Pro-life speaker gives non religious argument against abortion
Scott Klusendorf, founder and president of the Life Training Institute, spoke in defense of pro-life beliefs and activism Wednesday evening at an event organized by Students for Life.
Established in 2004, the Life Training Institute is a pro-life organization that advocates against the legalization of abortion and trains anti-abortion activists.
Klusendorf gave what he defined as a scientific and philosophical argument against abortion, emphasizing that it was not reliant on religion. As part of his argument, he addressed five specific questions regarding the nature of moral reasoning, the unborn, the definition of abortion, the question of what makes humans valuable and two opposition approaches that he then countered.
To start, he stressed what he called his syllogism against abortion.
“Premise one: it is wrong to intentionally kill an innocent human being,” he said. “Premise two: abortion intentionally kills an innocent human being. Conclusion: therefore, abortion is wrong.”
Students for Life Vice President Rachel Crawford, an LSA junior, said she thinks it is important for University of Michigan students to be open to the pro-life discussion.
“I think it’s important for any academic space to be able to allow speakers from unpopular opinions so that we can listen to those who disagree, because when we listen to those who disagree we discover the truth more,” she said. “I also think that we as a society are kind of moving towards a place where we feel that the question of abortion has been answered, but I think that there is a conversation that still needs to be had.”
Students for Life member Emily Stumpo, an LSA freshman, said she felt the pro-life argument should be heard, noting that she liked how Klusendorf took a philosophical approach.
“I am personally pro-life, so I really appreciate the fact that the University allowed this to happen,” she said. “A lot of the time, in pro-life work, you get shut down really early on, so I really appreciate that. I really liked the balanced way his discussion went. It wasn’t religious, which is a large turnoff for a lot of people.”
Stumpo added she felt what she called a value for human life was an integral part of the lecture.
“I just enjoyed his passion for human life,” she said. “That’s something that I aspire to, as a psychologist. Life and the potential for people to have a productive life is something that we as people who have productive lives take for granted, and we don’t realize that we contribute to those lives that aren’t productive. I really appreciate people who do Scott’s work so that human life really gets the integrity and human life that it deserves.“
In an interview after the presentation, Klusendorf said he hopes to spark a new conversation.
“My goal is — if they’re pro-choice — is to give them something they’ll think about,” he said. “That’s it. I don’t think we want to say people will not change their minds. I’m open to having my mind changed. I could be wrong. And then the way I keep an open mind is to listen to arguments from the other side. My goal was to give pro-choice students something to think about.
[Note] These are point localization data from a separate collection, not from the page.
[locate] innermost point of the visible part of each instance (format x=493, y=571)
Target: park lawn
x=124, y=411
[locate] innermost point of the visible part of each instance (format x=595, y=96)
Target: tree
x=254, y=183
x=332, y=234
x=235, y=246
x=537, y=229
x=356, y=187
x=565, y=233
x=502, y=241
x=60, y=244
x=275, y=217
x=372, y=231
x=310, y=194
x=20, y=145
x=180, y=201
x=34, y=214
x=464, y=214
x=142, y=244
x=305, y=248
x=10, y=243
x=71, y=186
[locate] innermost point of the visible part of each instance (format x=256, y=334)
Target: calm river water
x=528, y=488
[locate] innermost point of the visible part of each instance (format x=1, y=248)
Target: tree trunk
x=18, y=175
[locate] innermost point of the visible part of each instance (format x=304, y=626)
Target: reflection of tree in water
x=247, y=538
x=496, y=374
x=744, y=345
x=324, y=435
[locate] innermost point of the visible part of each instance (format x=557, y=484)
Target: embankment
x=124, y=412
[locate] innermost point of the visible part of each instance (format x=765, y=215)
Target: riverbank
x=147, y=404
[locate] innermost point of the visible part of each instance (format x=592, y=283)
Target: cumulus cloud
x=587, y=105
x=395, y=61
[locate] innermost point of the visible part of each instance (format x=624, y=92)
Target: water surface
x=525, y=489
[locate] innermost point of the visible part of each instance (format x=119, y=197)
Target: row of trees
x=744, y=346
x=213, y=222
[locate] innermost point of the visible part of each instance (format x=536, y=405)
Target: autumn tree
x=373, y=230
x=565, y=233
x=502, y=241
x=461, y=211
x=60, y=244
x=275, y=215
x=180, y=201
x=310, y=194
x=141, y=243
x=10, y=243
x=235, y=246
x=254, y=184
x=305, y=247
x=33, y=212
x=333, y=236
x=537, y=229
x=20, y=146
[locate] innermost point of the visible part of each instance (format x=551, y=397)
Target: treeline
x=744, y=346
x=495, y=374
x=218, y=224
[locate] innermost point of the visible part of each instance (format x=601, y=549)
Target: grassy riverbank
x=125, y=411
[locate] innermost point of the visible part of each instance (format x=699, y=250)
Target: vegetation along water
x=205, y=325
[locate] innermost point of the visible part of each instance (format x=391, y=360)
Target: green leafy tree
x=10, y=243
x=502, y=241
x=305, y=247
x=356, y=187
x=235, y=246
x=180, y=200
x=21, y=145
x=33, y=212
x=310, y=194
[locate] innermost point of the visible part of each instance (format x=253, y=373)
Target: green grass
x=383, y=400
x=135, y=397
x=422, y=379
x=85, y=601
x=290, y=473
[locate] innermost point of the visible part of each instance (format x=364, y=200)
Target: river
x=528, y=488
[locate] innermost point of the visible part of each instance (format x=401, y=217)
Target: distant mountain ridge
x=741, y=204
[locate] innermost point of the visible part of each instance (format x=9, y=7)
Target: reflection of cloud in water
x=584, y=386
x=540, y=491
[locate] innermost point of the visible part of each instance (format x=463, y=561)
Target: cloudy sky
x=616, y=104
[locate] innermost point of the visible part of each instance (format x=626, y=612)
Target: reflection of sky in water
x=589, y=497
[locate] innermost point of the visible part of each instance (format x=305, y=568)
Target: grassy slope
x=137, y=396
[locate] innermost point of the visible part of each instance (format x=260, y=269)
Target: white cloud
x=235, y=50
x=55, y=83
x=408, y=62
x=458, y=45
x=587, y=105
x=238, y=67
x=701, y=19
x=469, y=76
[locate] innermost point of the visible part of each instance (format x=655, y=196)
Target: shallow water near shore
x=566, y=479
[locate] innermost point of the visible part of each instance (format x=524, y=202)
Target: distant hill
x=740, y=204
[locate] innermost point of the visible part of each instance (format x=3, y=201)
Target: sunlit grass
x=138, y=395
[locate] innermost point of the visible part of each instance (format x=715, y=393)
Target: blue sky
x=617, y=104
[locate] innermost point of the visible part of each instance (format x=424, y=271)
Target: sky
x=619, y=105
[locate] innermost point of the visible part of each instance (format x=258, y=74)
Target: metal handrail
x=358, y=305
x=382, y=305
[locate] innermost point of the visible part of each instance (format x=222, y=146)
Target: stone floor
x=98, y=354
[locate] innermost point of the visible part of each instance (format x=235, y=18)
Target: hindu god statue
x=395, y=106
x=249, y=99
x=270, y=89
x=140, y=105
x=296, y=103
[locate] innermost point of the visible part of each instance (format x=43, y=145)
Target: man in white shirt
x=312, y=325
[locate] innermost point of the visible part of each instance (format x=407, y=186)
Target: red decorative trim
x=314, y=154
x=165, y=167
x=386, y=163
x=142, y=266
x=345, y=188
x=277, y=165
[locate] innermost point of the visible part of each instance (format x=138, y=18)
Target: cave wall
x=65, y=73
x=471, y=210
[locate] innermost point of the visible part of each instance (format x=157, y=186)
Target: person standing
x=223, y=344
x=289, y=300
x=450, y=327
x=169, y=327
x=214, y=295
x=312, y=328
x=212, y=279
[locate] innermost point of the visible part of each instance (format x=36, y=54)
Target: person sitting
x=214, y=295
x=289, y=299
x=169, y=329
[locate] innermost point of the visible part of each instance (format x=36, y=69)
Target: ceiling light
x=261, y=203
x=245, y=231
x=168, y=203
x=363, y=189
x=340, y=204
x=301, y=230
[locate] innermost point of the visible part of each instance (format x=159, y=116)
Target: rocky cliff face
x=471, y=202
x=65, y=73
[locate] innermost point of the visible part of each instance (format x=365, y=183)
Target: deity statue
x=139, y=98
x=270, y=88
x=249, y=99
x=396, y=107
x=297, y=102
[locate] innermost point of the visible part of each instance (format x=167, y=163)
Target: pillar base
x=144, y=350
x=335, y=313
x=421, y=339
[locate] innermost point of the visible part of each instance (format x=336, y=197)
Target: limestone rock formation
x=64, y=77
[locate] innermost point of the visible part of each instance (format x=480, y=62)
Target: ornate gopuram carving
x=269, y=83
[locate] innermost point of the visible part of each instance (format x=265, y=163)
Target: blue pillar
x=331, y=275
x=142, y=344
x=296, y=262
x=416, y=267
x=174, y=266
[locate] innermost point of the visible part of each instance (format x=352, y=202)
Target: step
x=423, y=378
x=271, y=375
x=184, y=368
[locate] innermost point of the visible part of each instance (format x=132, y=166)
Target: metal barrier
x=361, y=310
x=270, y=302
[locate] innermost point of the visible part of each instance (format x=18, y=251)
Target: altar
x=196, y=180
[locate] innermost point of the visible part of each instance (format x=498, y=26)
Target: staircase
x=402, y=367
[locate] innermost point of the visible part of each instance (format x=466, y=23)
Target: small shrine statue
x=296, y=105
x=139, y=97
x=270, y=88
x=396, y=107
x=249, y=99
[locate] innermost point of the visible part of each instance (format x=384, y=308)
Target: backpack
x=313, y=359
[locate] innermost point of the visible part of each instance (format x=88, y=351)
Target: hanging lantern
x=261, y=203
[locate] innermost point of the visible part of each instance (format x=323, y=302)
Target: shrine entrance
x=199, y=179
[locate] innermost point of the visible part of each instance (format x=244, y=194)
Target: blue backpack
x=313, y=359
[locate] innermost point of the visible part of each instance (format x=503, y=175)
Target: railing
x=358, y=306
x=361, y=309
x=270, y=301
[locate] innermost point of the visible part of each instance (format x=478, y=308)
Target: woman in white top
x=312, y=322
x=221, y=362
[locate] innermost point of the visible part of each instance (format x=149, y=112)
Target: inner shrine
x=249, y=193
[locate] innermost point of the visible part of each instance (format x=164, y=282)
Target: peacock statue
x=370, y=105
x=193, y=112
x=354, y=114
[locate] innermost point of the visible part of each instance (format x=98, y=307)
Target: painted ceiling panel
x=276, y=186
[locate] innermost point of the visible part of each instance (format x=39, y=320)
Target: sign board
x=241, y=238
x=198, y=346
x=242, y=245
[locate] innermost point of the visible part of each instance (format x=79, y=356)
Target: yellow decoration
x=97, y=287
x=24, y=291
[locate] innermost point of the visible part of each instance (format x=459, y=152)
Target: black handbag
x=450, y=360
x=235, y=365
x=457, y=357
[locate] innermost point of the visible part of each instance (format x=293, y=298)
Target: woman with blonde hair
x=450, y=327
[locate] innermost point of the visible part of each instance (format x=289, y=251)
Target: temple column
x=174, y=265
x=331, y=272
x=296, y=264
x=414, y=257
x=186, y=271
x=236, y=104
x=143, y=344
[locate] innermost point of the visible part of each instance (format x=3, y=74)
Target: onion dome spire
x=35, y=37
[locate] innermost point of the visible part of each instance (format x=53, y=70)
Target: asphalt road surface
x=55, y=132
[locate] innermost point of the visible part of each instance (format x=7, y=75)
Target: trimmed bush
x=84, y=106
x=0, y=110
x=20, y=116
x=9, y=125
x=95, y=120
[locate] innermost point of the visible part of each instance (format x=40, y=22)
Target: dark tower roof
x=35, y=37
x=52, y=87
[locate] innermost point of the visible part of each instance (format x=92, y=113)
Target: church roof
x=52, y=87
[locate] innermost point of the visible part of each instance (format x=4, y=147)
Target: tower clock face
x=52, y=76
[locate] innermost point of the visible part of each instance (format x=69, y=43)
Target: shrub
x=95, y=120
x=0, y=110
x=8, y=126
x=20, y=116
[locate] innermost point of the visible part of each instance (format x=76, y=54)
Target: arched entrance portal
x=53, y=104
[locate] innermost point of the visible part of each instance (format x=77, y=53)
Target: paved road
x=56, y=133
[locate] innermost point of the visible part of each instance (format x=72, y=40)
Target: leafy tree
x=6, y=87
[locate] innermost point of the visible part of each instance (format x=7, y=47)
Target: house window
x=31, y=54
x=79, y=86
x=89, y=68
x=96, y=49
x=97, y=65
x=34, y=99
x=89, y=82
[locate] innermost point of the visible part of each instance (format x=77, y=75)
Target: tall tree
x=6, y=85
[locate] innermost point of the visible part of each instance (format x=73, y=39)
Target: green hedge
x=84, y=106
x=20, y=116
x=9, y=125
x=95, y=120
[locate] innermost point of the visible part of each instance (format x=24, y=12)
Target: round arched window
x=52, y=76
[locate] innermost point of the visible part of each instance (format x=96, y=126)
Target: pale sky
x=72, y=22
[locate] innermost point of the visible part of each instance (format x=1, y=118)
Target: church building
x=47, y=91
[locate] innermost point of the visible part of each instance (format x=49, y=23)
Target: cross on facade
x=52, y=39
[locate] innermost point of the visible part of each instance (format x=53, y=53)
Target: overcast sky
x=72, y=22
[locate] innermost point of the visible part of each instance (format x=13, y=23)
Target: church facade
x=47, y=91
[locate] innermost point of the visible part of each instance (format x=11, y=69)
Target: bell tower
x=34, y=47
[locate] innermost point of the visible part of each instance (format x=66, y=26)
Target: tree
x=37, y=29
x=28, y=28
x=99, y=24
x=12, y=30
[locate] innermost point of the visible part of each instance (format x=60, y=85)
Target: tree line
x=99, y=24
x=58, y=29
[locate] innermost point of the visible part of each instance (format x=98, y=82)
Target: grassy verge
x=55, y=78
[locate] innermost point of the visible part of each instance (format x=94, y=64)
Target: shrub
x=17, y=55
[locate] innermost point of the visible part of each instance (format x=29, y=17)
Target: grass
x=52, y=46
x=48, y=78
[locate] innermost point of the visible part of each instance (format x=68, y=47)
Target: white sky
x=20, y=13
My goal for the pro-life students was to equip them to give an intelligent but gracious defense for the pro-life view.”
Klusendorf added that he thought it was important for different viewpoints to exist in a university setting.
“I think one of the most damaging things to a good education is political correctness that censors viewpoints and deems them to be unsafe or intolerant or somehow dangerous to the life of the community,” he said. “We ought to have a commitment to pursue the truth and follow the evidence wherever it leads and not close off certain things as off-bounds because we don’t want to offend somebody.”